Envie de papoter dans le métro londonien? Blasphème!

Un Américain a cru avoir une bonne idée en distribuant des badges dans le métro londonien pour inciter les gens à se parler. L’homme ne pensait certainement pas provoquer une polémique sur les réseaux sociaux où il est accusé de violer avec l’une des règles « sacrées » du Tube

La tradition tacite existe dans toutes les grandes métropoles et c’est le cas à Londres : éviter toute conversation avec son voisin dans le métro, notamment (et surtout) lors des heures de pointe où le contact physique est inévitable.  C’est comme l’autre règle aussi « sacrée » qui consiste à garder sa droite dans les escaliers mécaniques.

Il s’agit d’une règle tacite et non écrite ayant pour but d’éviter les harceleurs et autres personnages douteux.
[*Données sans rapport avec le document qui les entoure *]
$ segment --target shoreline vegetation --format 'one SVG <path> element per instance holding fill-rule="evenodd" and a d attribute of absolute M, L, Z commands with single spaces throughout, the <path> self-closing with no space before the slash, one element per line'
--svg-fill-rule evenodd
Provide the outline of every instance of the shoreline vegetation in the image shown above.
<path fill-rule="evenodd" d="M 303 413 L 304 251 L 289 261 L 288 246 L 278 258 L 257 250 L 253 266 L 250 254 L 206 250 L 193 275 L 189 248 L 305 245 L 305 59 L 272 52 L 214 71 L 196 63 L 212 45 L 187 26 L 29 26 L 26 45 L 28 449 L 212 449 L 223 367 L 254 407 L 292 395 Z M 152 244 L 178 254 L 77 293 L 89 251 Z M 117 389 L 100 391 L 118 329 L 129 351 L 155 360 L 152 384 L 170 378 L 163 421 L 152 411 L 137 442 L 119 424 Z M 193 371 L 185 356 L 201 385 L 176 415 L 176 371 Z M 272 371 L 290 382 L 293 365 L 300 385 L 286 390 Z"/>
Les sourires ou les échanges courtois sont cependant « permis » si un voyageur met l’ambiance dans le métro ou que le tube s’immobilise durant une éternité.

London Underground

Malgré cette règle , un Américain a commencé mercredi à distribuer des badges portant l’invitation « Tube chat? » (« Discussion de métro? »). L’anarchiste s’appelle Jonathan Dunne et il est âgé de 42 ans.
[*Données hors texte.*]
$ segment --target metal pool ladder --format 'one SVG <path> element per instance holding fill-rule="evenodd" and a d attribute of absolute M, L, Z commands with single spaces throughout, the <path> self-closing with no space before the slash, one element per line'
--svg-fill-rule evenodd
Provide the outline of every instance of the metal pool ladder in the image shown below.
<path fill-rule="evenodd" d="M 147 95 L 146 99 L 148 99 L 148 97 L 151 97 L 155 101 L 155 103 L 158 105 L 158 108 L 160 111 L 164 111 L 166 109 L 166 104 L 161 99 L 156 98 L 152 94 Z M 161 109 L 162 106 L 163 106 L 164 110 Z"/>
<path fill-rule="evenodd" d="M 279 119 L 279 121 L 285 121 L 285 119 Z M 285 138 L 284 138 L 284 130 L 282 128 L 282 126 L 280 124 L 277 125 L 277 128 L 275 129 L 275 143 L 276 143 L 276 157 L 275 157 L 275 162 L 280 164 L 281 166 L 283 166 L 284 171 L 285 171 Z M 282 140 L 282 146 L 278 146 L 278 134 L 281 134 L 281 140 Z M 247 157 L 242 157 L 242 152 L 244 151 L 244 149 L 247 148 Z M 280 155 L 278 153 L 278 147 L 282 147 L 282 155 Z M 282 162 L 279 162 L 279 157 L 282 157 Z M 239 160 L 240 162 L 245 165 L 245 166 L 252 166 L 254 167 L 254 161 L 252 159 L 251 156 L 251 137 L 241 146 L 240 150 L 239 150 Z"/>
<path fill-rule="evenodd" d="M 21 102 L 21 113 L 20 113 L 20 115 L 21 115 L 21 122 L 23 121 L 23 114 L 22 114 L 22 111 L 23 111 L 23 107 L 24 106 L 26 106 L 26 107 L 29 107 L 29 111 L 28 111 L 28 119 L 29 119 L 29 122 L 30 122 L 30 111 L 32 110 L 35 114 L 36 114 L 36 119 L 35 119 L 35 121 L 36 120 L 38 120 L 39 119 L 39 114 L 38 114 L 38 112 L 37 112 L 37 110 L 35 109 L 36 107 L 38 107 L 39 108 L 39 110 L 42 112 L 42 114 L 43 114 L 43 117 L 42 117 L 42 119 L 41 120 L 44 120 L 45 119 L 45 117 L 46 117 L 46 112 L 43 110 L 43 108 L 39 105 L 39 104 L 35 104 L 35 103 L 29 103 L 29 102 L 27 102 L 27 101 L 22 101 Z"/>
Et devant cet acte révolutionnaire, les réactions des internautes britanniques ont été virulentes. Et il faut admettre que les mots sont parfois durs : »Certains irresponsables essaient de saper la structure de notre société en encourageant les discussions dans le métro » ou « C’est un affront à tout ce que j’aime à Londres. Par Dieu, il faut résister« . Le journaliste de la BBC Jeremy Vine a également tweeté : « Si quelqu’un m’approche avec ça, je sors par la fenêtre« .

D’autres ont parodié le badge de Dunne avec des « Tube fight? (« Bagarre de métro? ») en qualifiant son auteur de « naïf Américain » ou de « farfelu » désireux de violer « l’esprit britannique ».
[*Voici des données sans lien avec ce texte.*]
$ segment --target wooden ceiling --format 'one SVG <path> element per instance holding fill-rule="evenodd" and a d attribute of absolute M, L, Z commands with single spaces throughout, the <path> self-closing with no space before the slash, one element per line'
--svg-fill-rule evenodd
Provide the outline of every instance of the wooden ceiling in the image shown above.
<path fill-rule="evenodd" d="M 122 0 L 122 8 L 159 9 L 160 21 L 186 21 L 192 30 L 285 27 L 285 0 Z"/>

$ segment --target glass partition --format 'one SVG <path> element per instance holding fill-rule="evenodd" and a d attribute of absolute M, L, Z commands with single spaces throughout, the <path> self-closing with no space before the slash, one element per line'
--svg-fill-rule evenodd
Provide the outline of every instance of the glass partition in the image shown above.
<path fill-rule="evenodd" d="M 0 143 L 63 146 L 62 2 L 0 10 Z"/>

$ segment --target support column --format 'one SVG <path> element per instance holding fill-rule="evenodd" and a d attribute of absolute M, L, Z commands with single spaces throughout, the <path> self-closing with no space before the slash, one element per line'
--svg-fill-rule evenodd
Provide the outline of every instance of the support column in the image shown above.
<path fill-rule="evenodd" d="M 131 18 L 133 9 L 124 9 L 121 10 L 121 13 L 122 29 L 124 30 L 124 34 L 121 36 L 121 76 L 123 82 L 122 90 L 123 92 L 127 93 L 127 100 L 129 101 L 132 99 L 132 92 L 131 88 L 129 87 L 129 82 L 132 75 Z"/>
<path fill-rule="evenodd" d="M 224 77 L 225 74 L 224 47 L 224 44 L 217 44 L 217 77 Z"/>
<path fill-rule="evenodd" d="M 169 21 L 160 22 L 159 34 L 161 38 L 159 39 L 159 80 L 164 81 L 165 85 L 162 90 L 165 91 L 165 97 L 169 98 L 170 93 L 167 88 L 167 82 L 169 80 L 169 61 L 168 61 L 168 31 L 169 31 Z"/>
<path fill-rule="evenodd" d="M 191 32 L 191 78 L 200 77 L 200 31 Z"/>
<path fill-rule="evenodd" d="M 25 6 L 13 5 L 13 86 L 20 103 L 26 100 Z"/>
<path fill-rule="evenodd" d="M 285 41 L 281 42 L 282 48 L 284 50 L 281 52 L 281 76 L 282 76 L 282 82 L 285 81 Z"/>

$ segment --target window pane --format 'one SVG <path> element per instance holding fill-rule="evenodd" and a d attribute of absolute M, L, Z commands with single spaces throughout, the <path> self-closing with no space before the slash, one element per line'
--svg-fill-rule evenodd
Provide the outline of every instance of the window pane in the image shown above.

Pour Jonathan Dunne, « les vrais farfelus sont ceux qui sur les réseaux sociaux ont produit en quelques heures des vidéos appelant à me casser la figure (…) C’est vraiment étrange« , raconte à l’AFP cet employé du service public de santé britannique. « J’ai pensé que ce serait sympa de rompre les barrières dressées par les gens dans les transports, je ne pensais pas déclencher une telle polémique« .

Il explique qu’il vit à Londres depuis 20 ans et qu’il trouve le métro londonien « triste » et que le silence des gens ne reflète pas la vie en surface.